I've seen waist deep snow. I'm unsure if I've seen deeper than that, but can't rule out chest deep being possible.
The introduction of snow effects on animals and the introduction of crust makes major differences to animal endurance.
Snow now affects animals, so elk and reindeer tire very much faster in deep snow, and it seems to get worse the thicker the crust is. At the same time, a sufficient crust now makes it possible for the player character to ski without losing stamina.

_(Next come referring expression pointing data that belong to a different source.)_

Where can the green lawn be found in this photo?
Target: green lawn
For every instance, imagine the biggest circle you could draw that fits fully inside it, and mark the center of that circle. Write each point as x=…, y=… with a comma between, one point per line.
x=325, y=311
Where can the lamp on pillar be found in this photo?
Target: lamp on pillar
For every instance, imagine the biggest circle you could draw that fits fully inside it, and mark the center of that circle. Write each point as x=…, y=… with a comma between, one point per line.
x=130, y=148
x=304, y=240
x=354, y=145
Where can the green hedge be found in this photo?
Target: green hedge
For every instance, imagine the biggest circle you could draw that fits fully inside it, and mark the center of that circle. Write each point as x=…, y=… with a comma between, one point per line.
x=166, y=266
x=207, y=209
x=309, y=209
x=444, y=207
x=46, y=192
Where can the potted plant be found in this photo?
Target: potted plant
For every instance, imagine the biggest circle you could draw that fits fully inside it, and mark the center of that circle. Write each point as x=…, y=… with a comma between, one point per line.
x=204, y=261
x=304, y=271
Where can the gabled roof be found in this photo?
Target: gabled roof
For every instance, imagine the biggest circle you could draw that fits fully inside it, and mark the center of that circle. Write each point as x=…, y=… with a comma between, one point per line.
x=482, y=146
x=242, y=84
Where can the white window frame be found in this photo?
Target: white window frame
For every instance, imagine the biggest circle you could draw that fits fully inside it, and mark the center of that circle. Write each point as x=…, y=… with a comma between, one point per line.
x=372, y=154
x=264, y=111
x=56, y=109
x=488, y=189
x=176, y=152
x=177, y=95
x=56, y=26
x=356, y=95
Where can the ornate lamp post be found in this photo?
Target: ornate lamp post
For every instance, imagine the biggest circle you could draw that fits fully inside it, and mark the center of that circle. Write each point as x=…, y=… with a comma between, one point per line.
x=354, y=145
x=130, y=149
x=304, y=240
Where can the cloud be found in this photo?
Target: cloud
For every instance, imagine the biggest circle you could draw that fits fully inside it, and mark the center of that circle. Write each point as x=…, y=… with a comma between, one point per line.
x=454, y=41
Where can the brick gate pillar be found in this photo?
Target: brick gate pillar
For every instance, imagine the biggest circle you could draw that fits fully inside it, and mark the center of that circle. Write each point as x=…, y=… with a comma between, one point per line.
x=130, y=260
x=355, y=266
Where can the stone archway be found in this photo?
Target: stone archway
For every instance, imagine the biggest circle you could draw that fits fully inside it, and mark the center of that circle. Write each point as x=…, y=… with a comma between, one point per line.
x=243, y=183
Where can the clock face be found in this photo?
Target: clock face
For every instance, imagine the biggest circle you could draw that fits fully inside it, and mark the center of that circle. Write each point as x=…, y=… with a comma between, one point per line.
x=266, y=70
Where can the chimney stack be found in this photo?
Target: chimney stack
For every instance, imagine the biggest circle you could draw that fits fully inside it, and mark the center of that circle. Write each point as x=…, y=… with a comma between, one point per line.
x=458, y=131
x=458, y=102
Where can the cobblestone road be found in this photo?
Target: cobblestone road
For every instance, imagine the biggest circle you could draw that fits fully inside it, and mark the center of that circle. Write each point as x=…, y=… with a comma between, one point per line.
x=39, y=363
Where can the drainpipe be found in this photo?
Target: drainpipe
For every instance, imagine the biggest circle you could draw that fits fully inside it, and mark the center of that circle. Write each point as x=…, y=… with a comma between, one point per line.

I very recently gave up on trying to chase a glutton with my fast (7 km/h) character during "spring" (thigh deep snow still, I think) due to it recovering stamina completely even though I didn't lose its tracks more than very marginally, while elks and reindeer are fairly easy to hunt down in open terrain while skiing. They can shake off my player when getting into spruce terrain and have their tracks get into a mess of older tracks. I've found badgers to be very easy to tire out (both with and without snow), with the main problem being to track them (so open terrain is a great advantage).
Slower characters have a harder time and they require more luck when it comes to the prey movement (a straight line will allow the animals to recover stamina while moving), but with meandering and walking in circles it's still possible to hunt elks and reindeer down. However, even slow characters have been able to catch elks and reindeer, but the failure rate is higher (you can (ab)use the system to try to zoom in on the map close enough to an animal to hurt it with a javelin or arrow: with a bit of luck you're able to cripple them, which makes a rather significant difference to the difficulty of tiring them. Using arrows should be possible even at fairly large distances, although the hit rate will be fairly low. I haven't used broadheads, but I guess that would improve your chances of bleeding the prey out).
I'd say the Calle character definitely is on the poor side when it comes to tracking, although it matters less during the winter, but losing the track means losing time that the prey can use to recover stamina, and it means any spruce terrain is a gamble. 4 mph should be about 6 km/h, which I consider to be a fast character, so I'd be happy with that speed on a character of mine (I consider 4 km/h and less to be slow, and 5 km/h to be about average).